Nepal has objected to India building a road till the Lipu Lekh pass. Kathmandu has also rekindled an old territorial dispute with the Nepal parliament approving a revised national map that includes three areas that India too claims: Kalapani, Lipu Lekh and Limpiyadhura.

Rajnath said the India-Nepal bond was “spiritual” — an allusion to both being Hindu-majority countries — and that no power could break it. The comment was largely seen as a veiled reference to China whose influence with Nepal seems to be growing.

The minister, however, asserted that the road to Lipu Lekh was on Indian territory. The road lies near the Uttarakhand stretch of the India-Nepal border.

Nepal’s approval to a new map --- which India has rejected as an “unjustified cartographic assertion” --- is being seen as a fallout of the dispute over the road.

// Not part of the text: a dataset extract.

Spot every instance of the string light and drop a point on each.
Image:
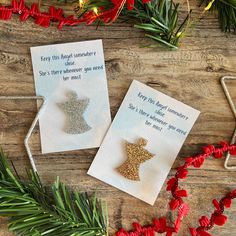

Nepal’s unusually tough stand has surprised not just India’s government but also the Sangh parivar, which has traditionally seen the neighbour as a close ally because of its Hindu demography.

The unspoken understanding in the government and the parivar is that China is behind Nepal’s intransigence.

“India and Nepal not only have social, geographical, historical and cultural ties but also spiritual ties,” Rajnath said.

He compared Nepal’s famed Pashupatinath Temple to India’s Amarnath Temple, both shrines to Shiva.

Rajnath went on to quote the battle cry of the Indian army’s Gorkha Regiment, which invokes Kali, before asking rhetorically where the goddess could be found. He then provided the answer: at temples in Calcutta, Kamakhya and Vindhyachal.

“Our relationship with Nepal is that of roti-beti. I can tell you with confidence that Indians cannot harbour any bitterness towards Nepal,” he said.

Rajnath was addressing a digital rally the BJP had organised for Uttarakhand to mark the first anniversary of the second Modi government.